After suffering since I was about 16 years old with what we thought were UTI's (only one-two showed growth at the lab) I am finally being treated with weekly bladder instillations, having the diagnosis on my hospital file changed from recurring UTI's to IC. Its been very hard over the last 3 years with constant bladder pain/ pelvic pain and a lot of doctors visits and hospital referrals only to be told they have found no answers to my problem. I have had the flexible camera, ultra sound scans and CT scans theyve showed nothing.

My problem is that I feel like after coming back with no answers the specialist has written to my doctor saying that theres nothing more he can advise or do other than give me the instillations which I feel is not good enough. At my last consultation with him he discussed that he would like me to be seen by the renal department and also wondered if there was more to the reason I was experiencing IC. I have had a lot of infections in my toes and its taken 6 rounds of tablets to get rid of one infection.

Long story short I was passed onto renal by the urologist and they cancelled the appointment as they feel they dont need to see me. Im worried about autoimmune diseases as I just dont feel right and all my problems feel like theyre rolling  into one and they are not getting better. I have good days and bad days and struggle to keep it together most days. Last year I suffered bad with red rashes sometimes looking like hives and sometimes changing to long scratches or lots of red and white itchy spots. I was treated with antihistamines and they blamed stress. It disappeared after while but hasnt come back with me being massively stressed right now which I find very strange. I also struggle with IBS like symptoms, tirdness, headaches and all the IC symptoms. I occasionally dip test my urine at home and have the doctor do it and this almost always shows white blood cells, sometimes protein and occasional micro blood.

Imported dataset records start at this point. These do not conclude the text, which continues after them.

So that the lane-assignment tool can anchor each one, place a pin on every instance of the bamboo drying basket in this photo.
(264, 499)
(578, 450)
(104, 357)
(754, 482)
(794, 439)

I am looking for some advice on maybe getting help from the right specialists or anyone that has similar symptoms or story. Any help would be great as its hard to get people to understand how it is having this invisible illness. Sometimes I feel like people think I just make up how hard it is.

I hear ya! But have no help.  It always amazes me at how uninterested our urologists seem! Prayers your way!

I have Cystistat instillations every 4-6 weeks for IC.  I also take Prelief tablets with every meal and AZO when I get a flare.  That keeps the pain reasonably at bay but doesn’t remove it completely.  Have shared the use of Prelief & AZO with GP and urology nurse and didn’t get told not to use them.

I was just diagnosed a few weeks ago, I hate my dr now for making me suffer five months would not let me even make an appointment.   The receptionist with attitude says just do you intalations dmso or what ever.  Even pain management hard to come   by

That sounds awful!! Surely they can’t do that and receptionist are not allowed to advise on medical issues! I’d be placing a complaint Pam... :o

Hello LDCR,

I'm new to this discussion but I am on another one dealing with anxiety. But I also have IC. I was diagnosed 1-17. I too was in tremendous pain. My urologist suggested Elmiron, But my health insurance only pays so much of it, I would end up paying $320. a month, can't afford that. But I did some research and found out that some people out ice on pelvis area where the bladder is. I tried it and it does relieve some of the pain. Don't overdo it , maybe 10-15 minutes. But you should always ask your doctor first. Also follow the IC diet, Never wear tight clothes, and don't lift heavy objects. Another article mentioned the tens machine, But this should only be done after talking to your doctor. Some physical therapist can also help you. I hope this helped alittle. Stay strong.